Christians anfängliches Lächeln schwand schnell und giftig meinte er: „Das ist so was von gar nicht cool, Samantha.“

Sie lachten und begaben sich zu Alicia und Leonie.

Schnell wechselten Christian und Alicia ein paar bedeutsame Blicke miteinander und Leonie sah Alicia vielsagend an. Christian informierte indessen den Chauffeur und gemeinsam halfen sie ihm mit dem Gepäck.

Als die Limousine durch das breite Tor fuhr winkten die drei Teenager zum Abschied.

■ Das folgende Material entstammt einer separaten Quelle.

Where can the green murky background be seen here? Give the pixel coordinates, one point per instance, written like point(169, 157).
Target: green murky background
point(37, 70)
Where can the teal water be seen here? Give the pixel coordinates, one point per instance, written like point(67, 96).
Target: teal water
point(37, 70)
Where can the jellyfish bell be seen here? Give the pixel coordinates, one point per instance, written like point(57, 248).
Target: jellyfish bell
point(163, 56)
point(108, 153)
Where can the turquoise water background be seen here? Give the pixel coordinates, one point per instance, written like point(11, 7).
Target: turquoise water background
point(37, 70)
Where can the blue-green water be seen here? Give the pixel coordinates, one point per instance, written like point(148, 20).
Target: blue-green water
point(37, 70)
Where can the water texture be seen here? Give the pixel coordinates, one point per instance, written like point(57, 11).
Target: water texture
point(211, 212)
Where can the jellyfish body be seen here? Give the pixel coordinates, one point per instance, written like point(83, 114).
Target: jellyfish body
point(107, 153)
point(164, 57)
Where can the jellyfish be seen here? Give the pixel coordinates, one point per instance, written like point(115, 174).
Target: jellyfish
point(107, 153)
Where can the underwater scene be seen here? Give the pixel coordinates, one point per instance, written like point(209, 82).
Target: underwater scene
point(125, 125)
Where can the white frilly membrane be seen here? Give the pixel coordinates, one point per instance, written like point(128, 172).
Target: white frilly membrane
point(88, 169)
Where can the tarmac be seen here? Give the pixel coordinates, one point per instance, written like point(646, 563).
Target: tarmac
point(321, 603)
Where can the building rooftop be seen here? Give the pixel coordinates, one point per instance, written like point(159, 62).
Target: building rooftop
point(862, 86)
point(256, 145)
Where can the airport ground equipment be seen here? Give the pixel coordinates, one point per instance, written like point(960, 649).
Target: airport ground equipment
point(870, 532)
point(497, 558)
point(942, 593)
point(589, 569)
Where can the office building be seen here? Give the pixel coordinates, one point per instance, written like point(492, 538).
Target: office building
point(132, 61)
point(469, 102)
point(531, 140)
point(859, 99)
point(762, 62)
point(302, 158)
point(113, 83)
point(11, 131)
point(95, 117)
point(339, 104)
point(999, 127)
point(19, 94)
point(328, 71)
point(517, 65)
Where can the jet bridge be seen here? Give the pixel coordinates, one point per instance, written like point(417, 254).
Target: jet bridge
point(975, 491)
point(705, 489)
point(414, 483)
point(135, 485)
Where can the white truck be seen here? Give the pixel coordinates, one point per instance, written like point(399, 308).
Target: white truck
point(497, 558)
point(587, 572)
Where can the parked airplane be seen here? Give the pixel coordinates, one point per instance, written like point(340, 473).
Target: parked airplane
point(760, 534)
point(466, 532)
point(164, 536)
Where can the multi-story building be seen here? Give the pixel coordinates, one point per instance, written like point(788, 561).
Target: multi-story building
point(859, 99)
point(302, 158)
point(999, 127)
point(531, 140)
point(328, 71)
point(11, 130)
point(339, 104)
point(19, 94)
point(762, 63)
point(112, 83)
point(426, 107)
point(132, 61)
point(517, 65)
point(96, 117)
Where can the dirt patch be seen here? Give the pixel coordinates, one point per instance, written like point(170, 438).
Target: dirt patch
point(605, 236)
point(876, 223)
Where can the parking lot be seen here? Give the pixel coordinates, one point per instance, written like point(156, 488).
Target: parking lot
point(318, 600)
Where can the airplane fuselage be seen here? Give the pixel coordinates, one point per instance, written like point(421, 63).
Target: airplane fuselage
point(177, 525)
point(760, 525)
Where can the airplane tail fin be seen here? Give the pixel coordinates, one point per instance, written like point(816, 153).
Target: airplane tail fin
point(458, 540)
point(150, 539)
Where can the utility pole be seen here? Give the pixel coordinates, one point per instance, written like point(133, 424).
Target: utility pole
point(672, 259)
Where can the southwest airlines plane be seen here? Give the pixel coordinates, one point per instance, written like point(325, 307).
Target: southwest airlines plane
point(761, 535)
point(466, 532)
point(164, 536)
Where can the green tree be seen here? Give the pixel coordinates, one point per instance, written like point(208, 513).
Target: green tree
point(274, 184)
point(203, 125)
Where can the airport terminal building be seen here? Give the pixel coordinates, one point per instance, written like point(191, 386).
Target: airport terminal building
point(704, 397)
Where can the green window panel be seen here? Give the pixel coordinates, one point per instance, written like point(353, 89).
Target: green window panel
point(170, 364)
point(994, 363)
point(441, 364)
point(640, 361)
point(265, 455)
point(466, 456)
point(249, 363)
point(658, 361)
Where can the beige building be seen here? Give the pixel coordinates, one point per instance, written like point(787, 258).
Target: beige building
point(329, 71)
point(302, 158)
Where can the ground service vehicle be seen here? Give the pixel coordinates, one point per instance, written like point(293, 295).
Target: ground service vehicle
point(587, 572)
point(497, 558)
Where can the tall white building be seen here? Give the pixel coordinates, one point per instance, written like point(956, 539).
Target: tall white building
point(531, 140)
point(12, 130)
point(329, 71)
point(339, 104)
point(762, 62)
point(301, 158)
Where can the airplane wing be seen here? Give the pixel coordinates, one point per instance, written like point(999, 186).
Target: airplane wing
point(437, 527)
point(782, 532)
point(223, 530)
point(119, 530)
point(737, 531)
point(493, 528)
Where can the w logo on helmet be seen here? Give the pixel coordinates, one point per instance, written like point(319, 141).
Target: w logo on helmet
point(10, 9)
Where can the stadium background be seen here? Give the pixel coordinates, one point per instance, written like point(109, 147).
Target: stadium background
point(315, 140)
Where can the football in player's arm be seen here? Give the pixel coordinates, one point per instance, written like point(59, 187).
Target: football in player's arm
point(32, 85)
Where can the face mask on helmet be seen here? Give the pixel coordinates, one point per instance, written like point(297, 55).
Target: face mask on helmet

Während sich Samantha schnell wieder in die Villa begab, legte Christian draußen seinen Arm um die Schulter seiner Freundin und sagte aus tiefstem Herzen: „Du bist wundervoll, Alicia. Wenn es nicht schon vor über einem Jahr passiert wäre, dann würde ich mich auf der Stelle in dich verlieben.“

„Vor einem Jahr, drei Monaten, zwei Wochen und einem Tag.“

Christian zog Alicia bei diesen Worten in seine Arm, sah sie liebevoll an und erkundigte sich dann mit leichter Ironie in der Stimme: „Du weißt es nicht mehr auf die Minute genau, mein Engel?“

Sie sahen sich in die Augen und Alicia erwiderte irgendwann: „Die Hauptsache ist, dass ich den Moment nie vergessen werde, in dem es passiert ist. An jenem Freitag Nachmittag, in deinem Zimmer, auf der Farm deines Onkels und deiner Tante. Als du mir von deiner Mom erzählt hast und plötzlich so traurig warst.“

Christian lächelte in der Erinnerung. „Ich habe es an demselben Tag gemerkt. Allerdings erst, als ich dich nach Hause begleitet habe. Da gab es einen Moment, in dem du mich auf eine ganz besondere Weise angesehen hast. Nicht der Blick.“

Alicia küsste Christian kurz. Dann sagte sie entschieden: „Ich werde deinen Vorschlag annehmen, Chris. Ich meine, den mit der Finanzierung. Egal, was meine Eltern dazu sagen. Ich möchte unbedingt Chemie studieren und mein Diplom machen. Aber wir werden das vertraglich festhalten und ich werde dir jeden Dollar und jeden Cent zurückzahlen. Das wird meine Bedingung sein, hast du gehört?“

„Christian lächelte zufrieden. „Laut und klar, Alicia.“

Dabei dachte er amüsiert: Wird ohnehin in der Familie bleiben, weil wir, irgendwann in sieben Jahren, heiraten werden.

Davon war Christian, nach den Ereignissen der letzten Tage mehr denn je überzeugt. Dann sah er auf seine Armbanduhr. Zeit sich von Alicia zu verabschieden um zum Metropolis-Police-Department zu fahren.